A Look at Self-Storage Growth Trends: Now and Post-Pandemic

For many years, many people thought that self-storage was a great way to invest their money. Many said it is a recession-resistant and often overlooked way to support. Don’t just take their word for it. Recently, Storage Mart — the eighth largest self-storage company — announced that Bill Gates joined forces as an investor.

What is a typical self-storage facility? Self-storage (a shorthand for “self-service storage,” and also known as “device storage”) is an industry that rents storage space (such as rooms, lockers, containers, and/or outdoor space), also known as “storage units,” to tenants, usually on a short-term basis (often month-to-month).

Several factors drive the self-storage industry higher, including growing urbanization, increased downsizing from the coronavirus, lifestyle changes, and more. While many things affect real estate performance, self-storage is influenced by the transition and trauma business. The industry often plays a role in people’s complex life events. As a result, it is one of the most recession-resistant asset classes.

According to Mordor Intelligence Research, the valuation of the self-storage market reached USD 87.65 billion in 2019. By 2025, that valuation is expected to grow to $115.62 billion. This puts the compound annual growth rate (CAGR) at 134.79% over the forecast period of 2020-2025.

In addition, self-storage can withstand a recession. In looking at recent economic effects as a result of the pandemic, self-storage continues to stay afloat. It has been found that the delinquency rate on about 1700 loans for self-storage facilities to be less impacted than the delinquency rate for loans in other sectors of real estate –including hotels.

Self-storage is vital during the looming coronavirus-inspired recession due partly to urbanization. Renters need a place to store the belongings that no longer fit when their rental spaces shrink; they move home with family or choose a more nomadic lifestyle. Because of this trend, self-storage is benefiting.

Another source of demand comes from businesses. During a recession, many companies, unfortunately, risk the loss of failing. The hope is that these businesses can get back on their feet. Until then, however, they need a place to store their belongings — self-storage facilities.

There are also many business leaders managing offices with their employees working from home. They are starting to realize that they can work with a much smaller office footprint. As a result, the retail and office space vacancies are increasing and may continue to do so. In the meantime, downsizing office space can mean a need for businesses to store items.

Lifestyle changes can occur at any time. Amid the current pandemic, a new unfortunate change is an increase in those seeking a divorce. Compared to the same time in 2019, the number of people looking for divorce was 34% higher from March to June. Covid-19 has significantly increased downsizing, divorce, dislocation, and death. Due to these unfortunate events that can take place during a recession, self-storage has acted as a necessary service people use as they navigate difficult life transitions. 

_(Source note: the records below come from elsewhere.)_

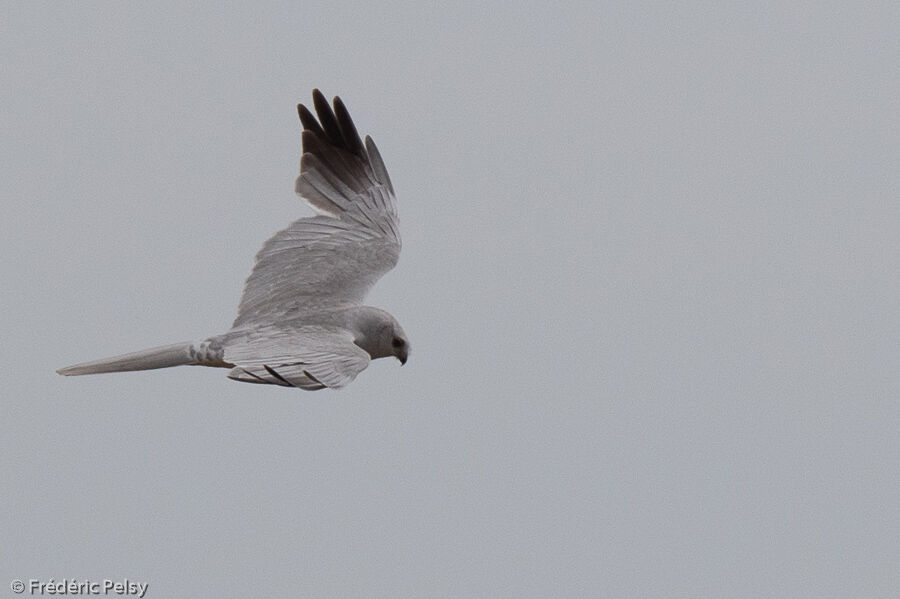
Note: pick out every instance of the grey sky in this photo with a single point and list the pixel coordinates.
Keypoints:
(649, 277)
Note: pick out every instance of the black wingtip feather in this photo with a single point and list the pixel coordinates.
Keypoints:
(327, 119)
(308, 121)
(348, 129)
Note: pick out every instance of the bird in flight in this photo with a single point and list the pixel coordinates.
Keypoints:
(301, 321)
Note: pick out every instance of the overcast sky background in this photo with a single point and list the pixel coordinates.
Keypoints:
(650, 277)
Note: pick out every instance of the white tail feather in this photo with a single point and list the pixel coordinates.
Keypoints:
(148, 359)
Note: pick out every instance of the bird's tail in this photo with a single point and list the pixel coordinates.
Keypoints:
(158, 357)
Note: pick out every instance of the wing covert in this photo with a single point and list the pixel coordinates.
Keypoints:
(332, 259)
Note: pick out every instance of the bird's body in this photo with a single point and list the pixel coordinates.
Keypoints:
(301, 322)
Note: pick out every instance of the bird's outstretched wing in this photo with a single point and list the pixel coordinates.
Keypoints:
(309, 357)
(333, 259)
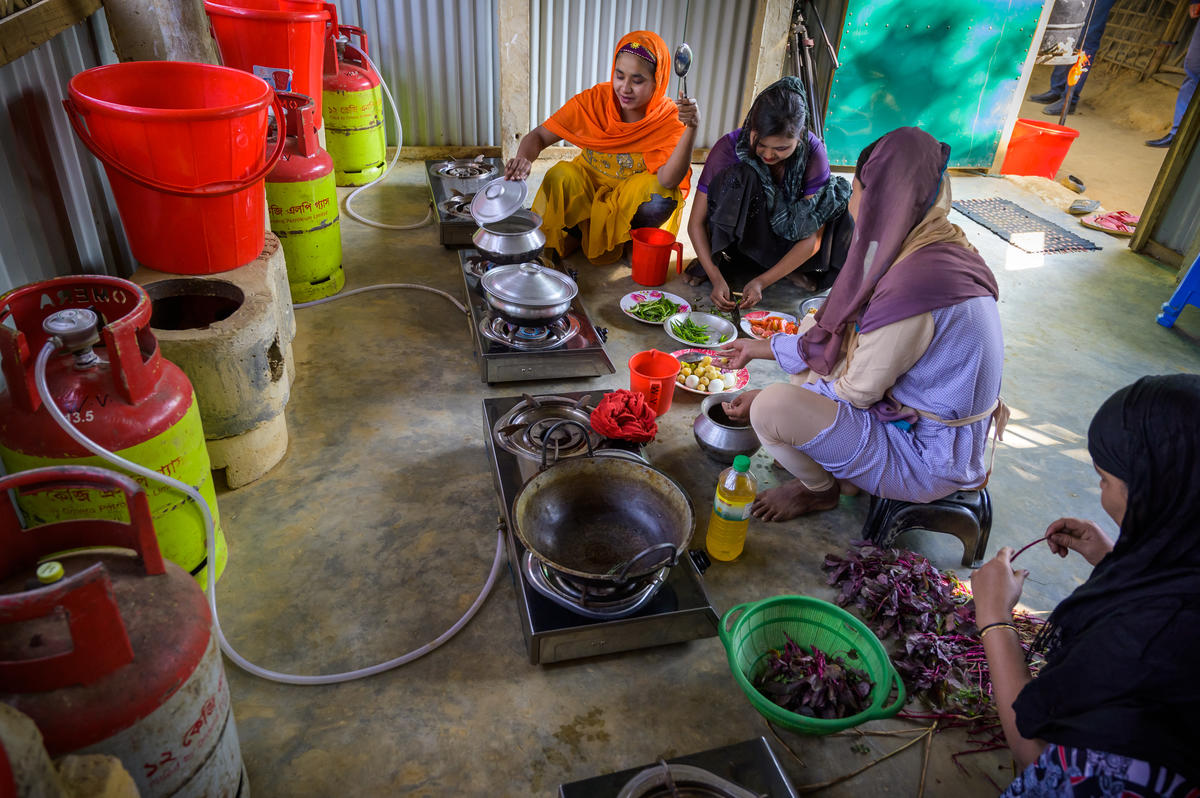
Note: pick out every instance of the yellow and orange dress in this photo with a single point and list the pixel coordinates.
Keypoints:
(603, 189)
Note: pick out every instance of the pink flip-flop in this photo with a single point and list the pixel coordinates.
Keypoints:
(1107, 222)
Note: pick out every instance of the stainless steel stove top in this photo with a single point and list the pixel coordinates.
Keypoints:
(679, 610)
(748, 768)
(453, 186)
(571, 349)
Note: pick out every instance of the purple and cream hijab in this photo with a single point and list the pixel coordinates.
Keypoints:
(885, 279)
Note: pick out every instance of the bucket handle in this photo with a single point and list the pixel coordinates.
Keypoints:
(100, 642)
(354, 30)
(209, 190)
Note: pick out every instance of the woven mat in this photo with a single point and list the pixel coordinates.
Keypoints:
(1021, 228)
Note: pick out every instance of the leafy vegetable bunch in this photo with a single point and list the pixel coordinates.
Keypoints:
(810, 683)
(657, 310)
(690, 331)
(929, 617)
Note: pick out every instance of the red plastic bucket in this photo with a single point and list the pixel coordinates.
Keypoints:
(652, 255)
(281, 41)
(185, 150)
(1037, 148)
(652, 373)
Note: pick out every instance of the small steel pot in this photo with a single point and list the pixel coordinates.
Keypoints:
(528, 294)
(515, 239)
(720, 437)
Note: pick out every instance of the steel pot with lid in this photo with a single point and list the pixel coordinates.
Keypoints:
(528, 294)
(507, 232)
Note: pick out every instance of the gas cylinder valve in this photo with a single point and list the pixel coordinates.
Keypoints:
(77, 330)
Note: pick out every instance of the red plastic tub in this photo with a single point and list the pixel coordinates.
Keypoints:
(281, 41)
(1037, 148)
(185, 150)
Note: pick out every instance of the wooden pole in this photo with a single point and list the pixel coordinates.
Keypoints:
(161, 30)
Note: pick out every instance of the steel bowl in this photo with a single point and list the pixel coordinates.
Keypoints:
(810, 306)
(528, 294)
(516, 239)
(719, 330)
(720, 437)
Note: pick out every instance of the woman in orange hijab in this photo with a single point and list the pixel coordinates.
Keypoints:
(635, 162)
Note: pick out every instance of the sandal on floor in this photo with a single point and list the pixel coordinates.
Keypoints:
(1073, 183)
(1107, 222)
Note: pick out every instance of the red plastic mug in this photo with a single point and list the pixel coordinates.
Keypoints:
(653, 375)
(652, 255)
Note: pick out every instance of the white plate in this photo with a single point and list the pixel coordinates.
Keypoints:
(718, 328)
(760, 316)
(741, 377)
(648, 295)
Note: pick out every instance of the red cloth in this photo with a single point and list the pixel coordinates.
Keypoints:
(625, 415)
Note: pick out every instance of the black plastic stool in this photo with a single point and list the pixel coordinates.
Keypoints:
(966, 515)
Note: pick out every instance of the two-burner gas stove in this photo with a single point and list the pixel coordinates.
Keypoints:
(453, 185)
(745, 769)
(570, 347)
(558, 624)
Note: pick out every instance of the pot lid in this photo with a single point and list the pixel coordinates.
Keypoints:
(498, 199)
(529, 283)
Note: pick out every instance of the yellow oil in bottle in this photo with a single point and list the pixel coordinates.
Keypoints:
(736, 491)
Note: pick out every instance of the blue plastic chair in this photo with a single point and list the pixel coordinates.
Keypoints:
(1187, 293)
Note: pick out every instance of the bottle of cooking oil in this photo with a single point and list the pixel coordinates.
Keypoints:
(736, 490)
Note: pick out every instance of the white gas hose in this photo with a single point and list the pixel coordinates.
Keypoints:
(395, 157)
(43, 391)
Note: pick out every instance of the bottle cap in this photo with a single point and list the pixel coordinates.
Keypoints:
(49, 573)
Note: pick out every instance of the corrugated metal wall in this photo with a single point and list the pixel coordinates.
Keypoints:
(441, 59)
(58, 215)
(575, 41)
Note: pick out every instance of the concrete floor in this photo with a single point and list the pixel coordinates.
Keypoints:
(376, 532)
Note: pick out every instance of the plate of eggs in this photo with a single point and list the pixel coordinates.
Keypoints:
(701, 372)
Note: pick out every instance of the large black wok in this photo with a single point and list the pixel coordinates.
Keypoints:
(604, 519)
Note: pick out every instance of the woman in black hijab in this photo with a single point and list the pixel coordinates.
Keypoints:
(1116, 708)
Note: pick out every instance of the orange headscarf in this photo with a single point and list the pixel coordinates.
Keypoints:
(592, 118)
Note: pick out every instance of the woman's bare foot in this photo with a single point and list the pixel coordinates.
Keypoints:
(847, 487)
(793, 499)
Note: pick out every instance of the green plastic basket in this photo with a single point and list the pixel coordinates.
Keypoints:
(750, 630)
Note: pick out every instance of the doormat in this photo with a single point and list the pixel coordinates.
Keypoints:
(1019, 227)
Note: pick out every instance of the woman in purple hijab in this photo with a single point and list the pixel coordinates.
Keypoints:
(895, 379)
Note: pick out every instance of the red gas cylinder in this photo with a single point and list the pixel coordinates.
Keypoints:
(118, 389)
(354, 130)
(303, 203)
(112, 652)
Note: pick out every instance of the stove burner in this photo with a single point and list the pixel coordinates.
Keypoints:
(523, 429)
(466, 169)
(529, 337)
(591, 600)
(567, 436)
(457, 207)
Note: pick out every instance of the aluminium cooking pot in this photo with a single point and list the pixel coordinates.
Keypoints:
(515, 239)
(605, 520)
(528, 294)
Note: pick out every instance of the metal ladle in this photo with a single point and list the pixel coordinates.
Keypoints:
(682, 64)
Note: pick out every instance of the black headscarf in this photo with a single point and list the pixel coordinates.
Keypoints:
(1122, 670)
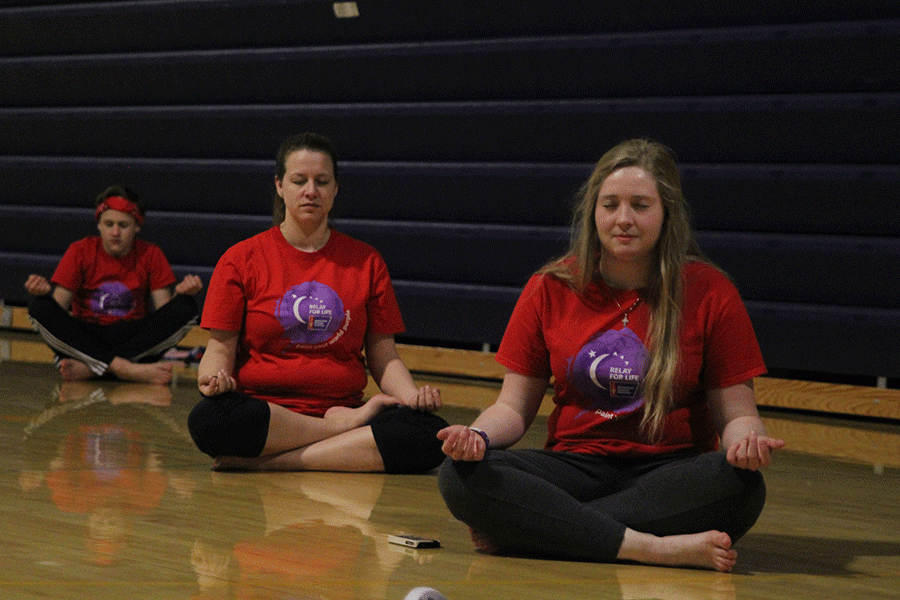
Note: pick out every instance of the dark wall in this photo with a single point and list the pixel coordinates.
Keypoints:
(464, 129)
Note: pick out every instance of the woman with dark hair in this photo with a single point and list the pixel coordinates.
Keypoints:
(109, 307)
(653, 356)
(296, 315)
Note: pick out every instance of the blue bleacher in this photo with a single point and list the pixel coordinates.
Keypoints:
(464, 130)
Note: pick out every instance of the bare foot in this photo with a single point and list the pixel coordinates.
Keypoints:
(708, 550)
(74, 370)
(157, 373)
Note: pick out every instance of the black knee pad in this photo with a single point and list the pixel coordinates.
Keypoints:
(407, 440)
(231, 424)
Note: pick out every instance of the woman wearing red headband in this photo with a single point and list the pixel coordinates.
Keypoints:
(94, 311)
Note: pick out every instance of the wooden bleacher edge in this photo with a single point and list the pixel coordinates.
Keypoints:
(471, 378)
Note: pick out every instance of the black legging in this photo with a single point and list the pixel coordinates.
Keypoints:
(95, 344)
(577, 507)
(235, 424)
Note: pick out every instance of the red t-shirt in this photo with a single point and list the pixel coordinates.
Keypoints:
(302, 317)
(107, 289)
(598, 363)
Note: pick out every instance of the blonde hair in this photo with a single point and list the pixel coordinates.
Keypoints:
(580, 266)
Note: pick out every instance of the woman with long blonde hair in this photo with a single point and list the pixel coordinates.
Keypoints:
(653, 356)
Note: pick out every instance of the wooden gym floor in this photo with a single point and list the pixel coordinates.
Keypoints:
(103, 495)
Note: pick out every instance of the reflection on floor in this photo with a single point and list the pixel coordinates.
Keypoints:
(104, 495)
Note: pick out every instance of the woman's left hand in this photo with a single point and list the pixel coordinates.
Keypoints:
(427, 399)
(753, 452)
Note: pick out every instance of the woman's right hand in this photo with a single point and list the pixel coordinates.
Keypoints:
(213, 385)
(461, 443)
(38, 285)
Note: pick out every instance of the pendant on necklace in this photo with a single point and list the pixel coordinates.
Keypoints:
(627, 312)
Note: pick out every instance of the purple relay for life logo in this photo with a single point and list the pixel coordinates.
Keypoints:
(310, 313)
(608, 371)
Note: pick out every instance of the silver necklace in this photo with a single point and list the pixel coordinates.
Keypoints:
(627, 312)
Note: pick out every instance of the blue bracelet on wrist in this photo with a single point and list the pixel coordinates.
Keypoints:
(487, 440)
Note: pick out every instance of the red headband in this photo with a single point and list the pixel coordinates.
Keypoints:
(122, 205)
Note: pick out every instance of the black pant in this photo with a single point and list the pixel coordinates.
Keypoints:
(95, 344)
(235, 424)
(577, 507)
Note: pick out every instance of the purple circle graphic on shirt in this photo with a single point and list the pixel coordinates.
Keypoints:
(310, 313)
(112, 298)
(608, 371)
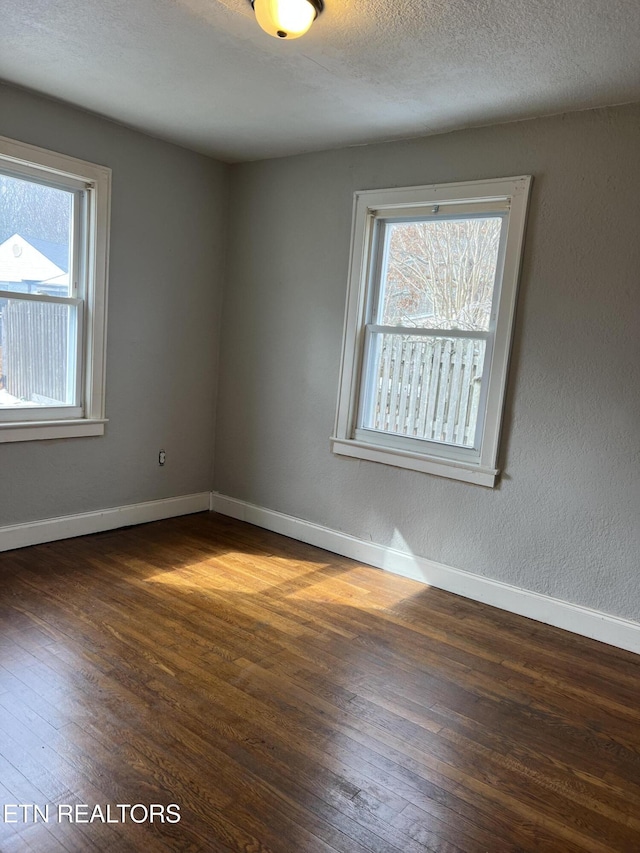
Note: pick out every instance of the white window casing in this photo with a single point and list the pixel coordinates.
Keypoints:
(376, 212)
(90, 187)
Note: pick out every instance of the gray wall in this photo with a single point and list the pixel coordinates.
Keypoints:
(167, 248)
(564, 520)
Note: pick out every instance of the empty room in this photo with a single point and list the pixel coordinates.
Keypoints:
(319, 426)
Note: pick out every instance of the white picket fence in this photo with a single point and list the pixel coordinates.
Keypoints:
(428, 387)
(34, 349)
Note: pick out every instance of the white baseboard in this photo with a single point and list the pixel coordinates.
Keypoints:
(552, 611)
(67, 526)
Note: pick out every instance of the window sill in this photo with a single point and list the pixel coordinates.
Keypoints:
(38, 430)
(416, 462)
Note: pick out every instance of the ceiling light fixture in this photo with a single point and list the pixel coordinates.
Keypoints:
(286, 18)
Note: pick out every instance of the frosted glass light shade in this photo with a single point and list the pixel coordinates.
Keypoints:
(285, 18)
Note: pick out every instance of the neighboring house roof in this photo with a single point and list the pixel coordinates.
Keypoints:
(20, 260)
(58, 253)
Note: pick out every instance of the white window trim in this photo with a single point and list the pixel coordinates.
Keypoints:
(31, 161)
(370, 204)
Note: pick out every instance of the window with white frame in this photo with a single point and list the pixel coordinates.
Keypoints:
(54, 217)
(430, 309)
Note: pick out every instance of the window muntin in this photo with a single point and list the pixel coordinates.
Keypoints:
(428, 325)
(54, 213)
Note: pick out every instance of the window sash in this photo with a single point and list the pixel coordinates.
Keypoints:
(78, 271)
(74, 364)
(507, 197)
(417, 409)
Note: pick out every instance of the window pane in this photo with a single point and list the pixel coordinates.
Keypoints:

Another factor supporting the success of self-storage is that the cost of development for facilities is often lower than multifamily dwellings with similar rates of rent per square rent.

This helps with profit potential. One industry company shows that multifamily dwellings can develop from $60 to $70 per square foot while rents are between $7.50 and $12.00 per square foot. Self-storage facilities can often be designed between $34-$42 per square foot before renting between $6.50-$12.00 per square foot. 

However, even with the steady stats and increased demand, many are still concerned that the looming recession will affect the values of self-storage and that people will no longer be able to afford to store their belongings. Despite the recession, there are opportunities for investing in self-storage right now — more specifically for the bullish investor.

These investors are on the sidelines, looking for opportunities. They are anticipating the recession will provide many great options. These opportunities will come from two types of situations: owners cannot refinance their property because they did not create a value add. Secondly, those who are afraid of a market crash and are putting their properties on the market. Many of these properties have an upside potential that makes them great deals.

There are always those who are nervous about the future. Due to all the doom and gloom in the market, many people are willing to sell their facilities because of the fear of what the future holds. However, for those who have experienced previous recessions and learned from them, these are also times that can provide excellent investment opportunities. 

This is a great time to educate yourself and do your research. Investigate those projects that you previously set aside. You may find that they make sense at the current interest rates. Whether the market continues to enter deeper into a recession or recovers quickly, there will always be opportunities in self-storage facilities.